On venait les weekends pour arroser et on apprivoisait ce lieu en construction,

« On venait les weekends pour arroser et on apprivoisait ce lieu en construction, » se souvient Marianne. Dès la phase de conception, une collaboration importante basée sur l’écoute est née entre les futur·e·s habitant·e·s et les architectes Laura Mechkat et Daniela Liengme, afin que la finalité du projet puisse répondre aux besoins de chacun·e. La participation d’un psychologue, lui-même en situation de handicap, a facilité l’inclusion des personnes vivant avec une déficience intellectuelle. Des spécialistes du domaine du handicap ont été sollicité·e·s pour des conseils en termes d’accessibilité universelle, de couleurs, de matériaux, de luminosité et d’insonorisation pour créer des ambiances adaptées à toutes et tous.

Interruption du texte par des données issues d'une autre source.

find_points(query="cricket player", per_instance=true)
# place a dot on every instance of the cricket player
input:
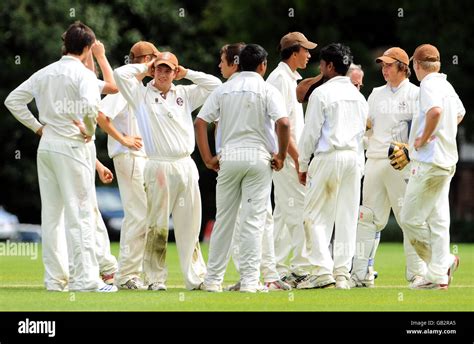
(248, 109)
(391, 110)
(107, 262)
(307, 86)
(65, 91)
(126, 150)
(163, 113)
(335, 124)
(229, 66)
(425, 213)
(289, 236)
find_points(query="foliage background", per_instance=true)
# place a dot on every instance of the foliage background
(30, 38)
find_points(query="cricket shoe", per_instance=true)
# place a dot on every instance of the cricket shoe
(212, 288)
(454, 266)
(277, 285)
(342, 282)
(234, 287)
(293, 279)
(133, 284)
(254, 289)
(157, 286)
(355, 282)
(423, 283)
(106, 288)
(108, 278)
(313, 281)
(415, 281)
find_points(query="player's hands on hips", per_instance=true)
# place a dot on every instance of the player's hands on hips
(132, 142)
(277, 162)
(302, 177)
(98, 49)
(213, 164)
(82, 128)
(40, 131)
(181, 73)
(105, 175)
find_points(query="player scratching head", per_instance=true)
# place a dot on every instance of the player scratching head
(426, 60)
(335, 60)
(166, 69)
(78, 40)
(294, 50)
(229, 63)
(394, 62)
(253, 58)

Tout doit être accessible à tout le monde


Peu après l’emménagement, une Association des habitants a été constituée, avec un Comité au sein duquel sont représentés les habitants de la CODHA et d’Ensemble. La règle d’or aux Sureaux : tout doit être accessible à tout le monde. Ainsi, il n’y a par exemple pas de procès-verbaux rédigés lors des Assemblées générales ; elles sont toutes enregistrées, afin que les personnes qui ne savent pas lire puissent aussi y accéder. Pour se repérer sur le site, il n’y a pas d’indication écrite ; des pictogrammes et des couleurs aident à s’orienter.